SemanticSearch#
- class SemanticSearch#
semantic | Perform knn search on paragraph embeddings
Leverages registered embeddings service to encode the query. Note: index embeddings have to be compatible with query embeddings
- pydantic model PluginConfig#
- Fields
embedding_type (Optional[squirro.common.clients.transformers.EmbeddingDataType])
k (int)
knn_boost (float)
normalize_embeddings (bool)
num_candidates (int)
similarity_threshold (Optional[float])
text (str)
worker (str)
- PluginConfig.plugin_name: ClassVar[str] = 'semantic'#
Used to register and reference the plugin within a query.
- field PluginConfig.worker: str = 'query-fast'#
What deployed sentence-embeddings worker (@transformer-service) should be used
- field PluginConfig.normalize_embeddings: bool = False#
If set to true, embeddings will have length 1 (normalized). In that case, the faster dot-product instead of cosine similarity will be used. Note that normalization works well only with the float embedding type.
- field PluginConfig.similarity_threshold: Optional[float] = None#
The required minimum similarity for a vector to be considered a match (optional).
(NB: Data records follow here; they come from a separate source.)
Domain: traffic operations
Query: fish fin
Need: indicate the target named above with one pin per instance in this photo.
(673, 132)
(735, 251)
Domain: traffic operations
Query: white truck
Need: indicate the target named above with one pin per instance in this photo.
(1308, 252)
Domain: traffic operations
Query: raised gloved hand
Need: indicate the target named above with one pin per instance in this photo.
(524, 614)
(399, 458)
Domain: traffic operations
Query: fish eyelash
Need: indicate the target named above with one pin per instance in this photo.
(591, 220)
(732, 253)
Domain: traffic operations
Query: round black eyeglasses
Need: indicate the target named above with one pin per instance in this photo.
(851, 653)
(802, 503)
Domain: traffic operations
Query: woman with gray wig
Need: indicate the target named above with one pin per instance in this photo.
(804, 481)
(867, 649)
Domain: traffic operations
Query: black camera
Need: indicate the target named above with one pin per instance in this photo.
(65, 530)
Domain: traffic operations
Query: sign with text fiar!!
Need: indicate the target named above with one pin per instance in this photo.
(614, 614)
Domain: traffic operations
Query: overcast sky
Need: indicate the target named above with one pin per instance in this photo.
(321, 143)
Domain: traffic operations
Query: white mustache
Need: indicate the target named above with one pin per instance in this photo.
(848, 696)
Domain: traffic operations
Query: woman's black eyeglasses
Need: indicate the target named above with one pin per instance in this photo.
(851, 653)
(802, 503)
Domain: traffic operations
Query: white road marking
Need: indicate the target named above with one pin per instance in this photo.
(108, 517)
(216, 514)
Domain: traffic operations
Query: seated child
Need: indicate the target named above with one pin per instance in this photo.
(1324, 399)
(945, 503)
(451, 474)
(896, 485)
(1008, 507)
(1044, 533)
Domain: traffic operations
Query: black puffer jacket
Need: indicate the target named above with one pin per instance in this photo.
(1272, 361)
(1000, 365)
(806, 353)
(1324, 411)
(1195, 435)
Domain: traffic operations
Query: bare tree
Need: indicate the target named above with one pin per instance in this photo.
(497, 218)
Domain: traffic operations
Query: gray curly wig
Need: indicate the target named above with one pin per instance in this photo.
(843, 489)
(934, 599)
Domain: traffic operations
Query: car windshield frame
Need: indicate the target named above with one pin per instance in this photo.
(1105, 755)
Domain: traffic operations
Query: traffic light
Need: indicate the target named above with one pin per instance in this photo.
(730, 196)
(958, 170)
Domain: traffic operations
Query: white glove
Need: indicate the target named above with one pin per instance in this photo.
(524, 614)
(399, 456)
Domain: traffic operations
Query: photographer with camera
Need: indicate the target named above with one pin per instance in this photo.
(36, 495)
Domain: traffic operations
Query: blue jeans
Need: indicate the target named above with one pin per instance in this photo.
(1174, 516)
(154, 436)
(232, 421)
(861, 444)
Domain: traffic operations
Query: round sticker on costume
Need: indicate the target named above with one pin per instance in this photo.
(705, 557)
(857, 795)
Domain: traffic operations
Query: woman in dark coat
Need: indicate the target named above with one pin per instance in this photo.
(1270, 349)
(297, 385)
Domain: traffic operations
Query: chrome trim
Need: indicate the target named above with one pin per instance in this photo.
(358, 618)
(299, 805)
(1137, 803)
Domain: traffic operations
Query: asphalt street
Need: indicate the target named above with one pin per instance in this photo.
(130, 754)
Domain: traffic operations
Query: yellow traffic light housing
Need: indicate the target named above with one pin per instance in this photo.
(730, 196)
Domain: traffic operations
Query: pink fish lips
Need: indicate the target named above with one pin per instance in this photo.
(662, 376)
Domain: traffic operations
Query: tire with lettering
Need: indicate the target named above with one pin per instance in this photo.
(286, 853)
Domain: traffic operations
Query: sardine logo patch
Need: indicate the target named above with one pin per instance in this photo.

The scale of the threshold is dependent on the used similarity metric, and refers to the true similarity before it has been transformed into _score and boost applied - use the corresponding inverted score function.
- field PluginConfig.embedding_type: Optional[squirro.common.clients.transformers.EmbeddingDataType] = None#
The data type used to encode embeddings. Either float or byte. If set to byte, embeddings are quantized. If not set, the default type is read from the project configuration using the topic.search.default-embedding-settings config.